8

I am trying to merge two or more postscript files into one. I tried concatenation but it does not work as each postscript file may have different resource header.

Have anyone done this before? Are there any libraries (commercial or open source) out there? I do not mind C++, C# or even Java libraries.

Edited These are large postscript files (more than 200 Mb) and their purpose is only for color printing (not for online viewing).

Conclusion

  1. ps2write is not the answer as it does not support DSC.
  2. pswrite as reader pipitas has correctly pointed out produces L1 output. It is not the soluton.
  3. Using pdfwrite is workable.

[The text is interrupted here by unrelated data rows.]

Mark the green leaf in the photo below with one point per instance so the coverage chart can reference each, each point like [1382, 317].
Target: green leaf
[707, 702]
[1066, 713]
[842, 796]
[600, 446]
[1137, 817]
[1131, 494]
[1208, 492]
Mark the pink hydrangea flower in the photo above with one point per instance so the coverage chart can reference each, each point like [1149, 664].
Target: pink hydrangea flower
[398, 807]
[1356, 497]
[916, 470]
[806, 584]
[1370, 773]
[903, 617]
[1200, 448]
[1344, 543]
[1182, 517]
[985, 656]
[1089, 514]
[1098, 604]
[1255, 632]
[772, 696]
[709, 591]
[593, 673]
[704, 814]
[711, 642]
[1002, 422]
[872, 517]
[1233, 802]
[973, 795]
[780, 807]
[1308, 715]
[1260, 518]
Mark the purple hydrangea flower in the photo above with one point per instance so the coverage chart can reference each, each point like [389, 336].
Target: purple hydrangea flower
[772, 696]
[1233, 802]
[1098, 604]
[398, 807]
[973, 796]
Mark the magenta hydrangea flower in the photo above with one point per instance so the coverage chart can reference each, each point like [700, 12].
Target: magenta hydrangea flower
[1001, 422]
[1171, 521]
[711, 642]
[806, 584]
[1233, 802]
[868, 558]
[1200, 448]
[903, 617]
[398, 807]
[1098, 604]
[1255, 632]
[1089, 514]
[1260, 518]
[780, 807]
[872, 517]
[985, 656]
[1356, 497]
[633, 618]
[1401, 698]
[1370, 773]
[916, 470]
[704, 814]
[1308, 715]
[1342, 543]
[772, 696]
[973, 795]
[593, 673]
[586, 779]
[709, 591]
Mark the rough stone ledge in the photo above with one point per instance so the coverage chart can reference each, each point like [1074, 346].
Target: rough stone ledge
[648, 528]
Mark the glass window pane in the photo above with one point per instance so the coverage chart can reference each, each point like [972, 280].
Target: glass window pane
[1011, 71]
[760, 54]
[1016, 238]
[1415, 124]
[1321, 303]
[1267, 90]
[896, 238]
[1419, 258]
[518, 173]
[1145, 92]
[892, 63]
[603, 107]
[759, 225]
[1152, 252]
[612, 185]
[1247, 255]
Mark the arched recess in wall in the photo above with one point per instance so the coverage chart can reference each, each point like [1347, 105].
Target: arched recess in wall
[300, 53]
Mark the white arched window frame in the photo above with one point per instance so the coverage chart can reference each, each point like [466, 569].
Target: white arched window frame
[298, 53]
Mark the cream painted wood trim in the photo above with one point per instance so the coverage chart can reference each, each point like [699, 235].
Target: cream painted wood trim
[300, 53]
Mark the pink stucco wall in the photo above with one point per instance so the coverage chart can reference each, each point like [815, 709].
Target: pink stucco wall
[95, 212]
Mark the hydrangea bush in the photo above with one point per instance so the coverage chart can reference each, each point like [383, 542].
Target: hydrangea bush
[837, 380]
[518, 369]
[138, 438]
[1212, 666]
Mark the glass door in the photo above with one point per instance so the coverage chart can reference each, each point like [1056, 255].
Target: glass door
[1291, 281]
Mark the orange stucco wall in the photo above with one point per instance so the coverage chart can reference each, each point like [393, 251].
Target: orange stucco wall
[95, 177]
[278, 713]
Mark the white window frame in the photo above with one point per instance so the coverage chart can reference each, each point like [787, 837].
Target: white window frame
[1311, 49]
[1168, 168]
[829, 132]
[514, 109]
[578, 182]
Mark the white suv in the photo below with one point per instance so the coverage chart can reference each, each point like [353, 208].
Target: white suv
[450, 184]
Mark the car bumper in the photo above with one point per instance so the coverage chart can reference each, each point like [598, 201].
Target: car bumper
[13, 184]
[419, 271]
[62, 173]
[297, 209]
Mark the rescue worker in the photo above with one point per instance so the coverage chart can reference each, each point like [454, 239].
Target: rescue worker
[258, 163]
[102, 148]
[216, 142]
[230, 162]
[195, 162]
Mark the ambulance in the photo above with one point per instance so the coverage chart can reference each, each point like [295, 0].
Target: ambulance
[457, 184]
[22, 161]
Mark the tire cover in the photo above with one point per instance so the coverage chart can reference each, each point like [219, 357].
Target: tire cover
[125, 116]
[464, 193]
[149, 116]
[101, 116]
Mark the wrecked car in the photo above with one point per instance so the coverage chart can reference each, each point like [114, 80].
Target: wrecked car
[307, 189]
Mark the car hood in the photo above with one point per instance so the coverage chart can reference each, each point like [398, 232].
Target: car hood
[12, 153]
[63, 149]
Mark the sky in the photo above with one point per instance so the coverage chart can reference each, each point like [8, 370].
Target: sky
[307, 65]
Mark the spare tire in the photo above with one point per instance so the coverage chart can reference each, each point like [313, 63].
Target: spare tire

In this option, we convert two ps to a PDF and then convert the merged PDF to a ps. There may be a problem with this solution as there may be some information lost during the conversion. Besides the extra conversion steps take additional resources and time.
  4. If we do not need to view the output file, concatenating two postscript file together with the following line "false 0 startjob pop" inserted in between the files is also a solution. (See also this link)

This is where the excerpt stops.